The Visitors by Jessi Jezewska Stevens is a novel that also ingeniously conjures the spiny claws of capitalism. Our protagonist is C, a once-successful artist, living in the wake of the 2008 financial crash in an alternative version of New York. C’s life is unfurling – from both the city’s demands, and her own self-destructive impulses.
One evening in her cramped flat, she is visited by a gnome-like creature. At first, it is a disturbing, poltergeist-ish presence. Later on, her visitor becomes a comforting companion in her time of crisis. C is choked by debt, her medical bills racking up after an agonising hysterectomy. She has stopped weaving acclaimed artworks and instead runs a failing arts shop. She wonders if having a baby would have been more worthwhile, speaking to the pressures placed on women artists.
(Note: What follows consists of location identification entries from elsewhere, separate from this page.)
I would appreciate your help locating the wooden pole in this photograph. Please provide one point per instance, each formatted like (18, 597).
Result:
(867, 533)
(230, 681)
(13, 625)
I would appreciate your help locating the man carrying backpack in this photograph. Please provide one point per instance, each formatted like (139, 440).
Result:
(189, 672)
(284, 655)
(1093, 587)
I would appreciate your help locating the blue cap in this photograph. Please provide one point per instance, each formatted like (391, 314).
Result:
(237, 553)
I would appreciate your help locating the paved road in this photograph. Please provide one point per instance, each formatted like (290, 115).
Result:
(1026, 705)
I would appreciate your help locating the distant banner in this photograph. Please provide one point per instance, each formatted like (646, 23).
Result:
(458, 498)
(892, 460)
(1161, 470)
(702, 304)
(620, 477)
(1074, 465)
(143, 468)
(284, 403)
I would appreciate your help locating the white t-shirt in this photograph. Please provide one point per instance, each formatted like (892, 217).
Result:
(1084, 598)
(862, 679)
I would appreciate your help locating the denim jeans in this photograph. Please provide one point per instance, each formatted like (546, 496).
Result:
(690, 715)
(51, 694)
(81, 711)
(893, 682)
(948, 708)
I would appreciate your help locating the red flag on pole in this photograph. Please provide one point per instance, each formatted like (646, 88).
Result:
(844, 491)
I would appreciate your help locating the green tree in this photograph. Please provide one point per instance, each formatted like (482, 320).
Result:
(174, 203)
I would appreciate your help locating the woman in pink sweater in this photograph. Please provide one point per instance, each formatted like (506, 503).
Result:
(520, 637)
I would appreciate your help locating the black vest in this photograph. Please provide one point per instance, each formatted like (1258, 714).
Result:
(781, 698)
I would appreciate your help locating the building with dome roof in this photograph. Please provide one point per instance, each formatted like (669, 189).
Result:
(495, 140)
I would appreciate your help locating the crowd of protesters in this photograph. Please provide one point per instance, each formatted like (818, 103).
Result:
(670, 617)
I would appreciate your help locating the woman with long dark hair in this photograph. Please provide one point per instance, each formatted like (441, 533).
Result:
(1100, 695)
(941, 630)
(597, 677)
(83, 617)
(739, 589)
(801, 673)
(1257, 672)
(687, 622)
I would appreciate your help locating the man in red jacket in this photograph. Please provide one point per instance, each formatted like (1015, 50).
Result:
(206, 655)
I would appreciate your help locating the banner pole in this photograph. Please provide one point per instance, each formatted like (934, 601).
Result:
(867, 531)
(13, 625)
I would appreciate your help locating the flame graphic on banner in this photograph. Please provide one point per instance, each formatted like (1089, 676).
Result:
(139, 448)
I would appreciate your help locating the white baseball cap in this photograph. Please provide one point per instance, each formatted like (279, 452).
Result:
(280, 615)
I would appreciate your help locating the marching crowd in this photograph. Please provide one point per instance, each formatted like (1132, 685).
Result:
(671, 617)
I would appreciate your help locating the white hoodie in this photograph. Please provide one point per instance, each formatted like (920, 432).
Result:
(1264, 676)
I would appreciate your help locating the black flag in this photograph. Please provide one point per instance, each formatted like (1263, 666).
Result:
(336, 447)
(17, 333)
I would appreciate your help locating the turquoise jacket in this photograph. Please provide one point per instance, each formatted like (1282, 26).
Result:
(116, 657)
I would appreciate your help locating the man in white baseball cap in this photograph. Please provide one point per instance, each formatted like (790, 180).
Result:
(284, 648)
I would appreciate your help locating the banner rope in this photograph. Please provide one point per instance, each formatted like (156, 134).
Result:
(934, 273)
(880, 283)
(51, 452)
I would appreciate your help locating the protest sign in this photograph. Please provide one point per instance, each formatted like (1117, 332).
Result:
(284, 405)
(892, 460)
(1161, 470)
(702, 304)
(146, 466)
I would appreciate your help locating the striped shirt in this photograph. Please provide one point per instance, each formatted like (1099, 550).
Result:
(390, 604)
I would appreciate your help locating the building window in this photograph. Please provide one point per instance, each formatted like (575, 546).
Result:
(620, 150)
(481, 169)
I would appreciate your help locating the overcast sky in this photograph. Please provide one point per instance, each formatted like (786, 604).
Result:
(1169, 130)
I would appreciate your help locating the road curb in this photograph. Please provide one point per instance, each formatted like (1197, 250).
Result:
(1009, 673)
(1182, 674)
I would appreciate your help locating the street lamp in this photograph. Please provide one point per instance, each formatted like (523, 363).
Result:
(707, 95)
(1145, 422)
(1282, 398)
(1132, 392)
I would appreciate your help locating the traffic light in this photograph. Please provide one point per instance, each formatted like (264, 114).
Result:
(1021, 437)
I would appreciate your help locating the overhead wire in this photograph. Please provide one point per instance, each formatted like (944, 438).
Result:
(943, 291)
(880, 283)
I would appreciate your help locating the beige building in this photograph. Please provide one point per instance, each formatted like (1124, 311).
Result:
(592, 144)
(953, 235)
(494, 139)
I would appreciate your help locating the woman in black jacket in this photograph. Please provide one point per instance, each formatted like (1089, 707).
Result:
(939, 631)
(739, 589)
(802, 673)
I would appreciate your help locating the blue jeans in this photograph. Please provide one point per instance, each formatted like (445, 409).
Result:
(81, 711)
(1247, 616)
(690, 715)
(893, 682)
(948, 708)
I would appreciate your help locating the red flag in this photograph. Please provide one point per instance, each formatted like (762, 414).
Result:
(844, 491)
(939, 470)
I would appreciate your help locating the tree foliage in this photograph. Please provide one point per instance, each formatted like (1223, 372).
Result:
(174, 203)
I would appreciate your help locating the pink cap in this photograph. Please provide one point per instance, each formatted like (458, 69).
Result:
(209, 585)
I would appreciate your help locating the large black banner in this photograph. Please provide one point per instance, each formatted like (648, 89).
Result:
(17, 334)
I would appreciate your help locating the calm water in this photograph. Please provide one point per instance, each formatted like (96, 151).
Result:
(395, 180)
The whims of rich, white female friends contribute to C’s isolation. Stevens reckons with the charged intimacy of C’s relationship with Zoja, a wealthy stockbroker, who also emigrated to America from Slovenia as a girl. They grew up as close neighbours and their shared, sometimes traumatic, history haunts C in her longing for a true home. As her mind, body and finances unravel, so does the world outside. She hungrily consumes news about the exploits of GoodNite, a hacktivist collective attempting to sabotage the national power grid. C’s visitor explains the technological details of the hacks with gnomic relish. He appears to be one of various glitches afoot in the novel – inky black squares appear at intervals, featuring codified prose constellations.
In this depiction of a society unhinged, The Visitors is conceptually bold. Stevens threads through needles of political theory so deftly you barely feel them piercing the brain. Her work calmly suggests this: the apocalypse is coming for us all, baby – so, what are you doing about it?